Bientôt le printemps, réflexions et lecture...

Ces jours- ci les rigueurs de l’hiver

Emprisonnent encore la nature qui nous entoure

Pourtant hier, j’ai trouvé sur ma route un amandier

Qui déployait courageusement ses premières fleurs

Malgré le vent glacial.

Premier signe timide d’un printemps qui s’annonce…

Pour les chinois, le printemps est une réalité d'actualité en ce mois de février, dans notre corps, notre énergie et la mise en mouvement qu’il induit.

Comme les petites pousses vertes des jonquilles qui apparaissent, je sens en moi pointer le désir de bouger, de me mettre au diapason de ce nouveau cycle de vie qui se prépare…

La saison approche où nous allons pouvoir passer plus de temps dehors avec nos compagnons les chevaux, dehors au contact de la nature qui s’éveille… Eux aussi vont se réjouir des premiers brins d’herbe tendre qui, j’ose l’imaginer, doivent avoir un goût exquis surtout lorsqu’ils sont broutés dans la douceur des premiers rayons de soleil.

Cette mise en mouvement me renvoie à un aspect essentiel et vital de la nature du cheval : il a besoin constamment de bouger.

Lorsqu’il est avec nous, le cheval nous invite à parcourir les grands espaces qui s’ouvrent devant nous et en nous, dans notre tête et dans notre cœur.

Pour tisser une complicité, une harmonie avec nous, il nous invite à toujours repousser les limites que nous nous sommes fixées, soit par habitude, soit par des conditionnements anciens, soit à cause de nos peurs et de notre manque de confiance.

Il nous demande de nous engager vis-à-vis de nous-mêmes, afin d’aiguiser notre conscience ici et maintenant.

Ces réflexions sont entrées en résonance avec un récit que je suis en train de découvrir et que j’ai envie de vous faire partager.

Il s’agit du livre intitulé « Le garçon cheval » écrit par Rupert Isaacson et paru récemment en français…

L'auteur raconte un voyage à cheval au fin fond de la Mongolie, entrepris avec son épouse et leur fils autiste.

A la suite du diagnostic d’autisme posé sur les troubles psychiques de leur enfant, les parents vont tenter parfois désespérément des thérapies diverses pour essayer de l’aider.

Un jour, par hasard, Rupert Isaacson fait l’expérience que son fils a une relation particulière avec les chevaux. Il décide de lui proposer de monter à cheval. Il se rend alors compte que cette expérience transforme la psychologie de l’enfant et lui permet de progresser.
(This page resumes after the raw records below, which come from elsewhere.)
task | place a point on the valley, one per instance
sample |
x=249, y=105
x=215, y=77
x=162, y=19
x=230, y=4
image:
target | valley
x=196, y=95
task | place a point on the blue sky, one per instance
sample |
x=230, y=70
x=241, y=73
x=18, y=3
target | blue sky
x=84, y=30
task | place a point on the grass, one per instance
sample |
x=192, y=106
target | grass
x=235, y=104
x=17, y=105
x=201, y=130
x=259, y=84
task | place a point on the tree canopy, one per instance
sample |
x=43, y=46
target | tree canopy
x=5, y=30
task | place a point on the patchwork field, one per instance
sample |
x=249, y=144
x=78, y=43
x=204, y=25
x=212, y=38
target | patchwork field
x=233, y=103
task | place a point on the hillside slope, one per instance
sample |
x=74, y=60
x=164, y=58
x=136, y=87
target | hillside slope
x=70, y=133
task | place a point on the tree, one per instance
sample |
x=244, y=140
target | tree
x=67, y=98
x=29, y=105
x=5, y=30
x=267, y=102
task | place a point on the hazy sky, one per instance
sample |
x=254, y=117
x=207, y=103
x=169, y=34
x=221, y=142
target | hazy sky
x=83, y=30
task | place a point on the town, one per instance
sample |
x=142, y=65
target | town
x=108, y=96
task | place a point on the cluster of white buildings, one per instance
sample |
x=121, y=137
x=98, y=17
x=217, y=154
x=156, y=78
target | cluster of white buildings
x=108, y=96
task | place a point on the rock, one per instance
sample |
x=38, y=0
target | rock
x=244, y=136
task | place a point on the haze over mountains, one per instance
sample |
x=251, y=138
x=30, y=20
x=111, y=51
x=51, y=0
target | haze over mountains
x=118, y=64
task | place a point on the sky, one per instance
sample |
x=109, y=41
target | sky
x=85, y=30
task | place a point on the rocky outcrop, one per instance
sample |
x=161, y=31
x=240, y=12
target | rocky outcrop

A la même époque, l’activité professionnelle de Rupert lui permet d’être en relation avec des chamanes qui vont eux aussi aider le petit garçon à travers leur pratique ancestrale.

De là va naître un projet de voyage à cheval en Mongolie à la rencontre des chamanes de la Sibérie, avec l’espoir que cette expérience permette la guérison du petit garçon.

Ils vont oser bouger jusqu’au bout du monde… sur le dos d’un cheval pour aller vers leur guérison et celle de leur enfant, accepter l’aventure de se confronter à l’inconnu dans une nature encore vierge et sauvage, à chercher leurs ressources au-delà des limites et des repères dans lesquels ils vivent habituellement, tout cela avec et grâce aux chevaux.

Ils s’engagent par rapport à eux-mêmes et les épreuves qu’ils traversent les mettent face à cet engagement. A quoi sont- ils prêts ? Prendre le risque de remettre en question l’idée et la vision d’eux-mêmes, de leur vie, assumer leurs doutes et leurs angoisses aux moments périlleux de cette aventure!!!…

Très vite les parents prennent conscience qu’ils ont eux aussi besoin de guérir et ce voyage est le récit d’une transformation initiatique centrée sur le voyage à cheval.

Dans ce récit, le cheval emmène ses cavaliers au bout du monde extérieur mais aussi dans un voyage au bout de leur psyché, de leur courage et leur cœur.

Si nous ne sommes pas tous appelés à partir à cheval au fond de la Mongolie, nous pouvons tous nous nourrir de ce témoignage et nous ouvrir au voyage intérieur que nous propose le cheval lorsque nous communiquons avec lui.

Le monter, le toucher, oui ! Mais il suffit parfois de le regarder vivre, de s’imprégner de son énergie, d’écouter ce qu’il nous transmet dans son langage pour partir très loin en nous.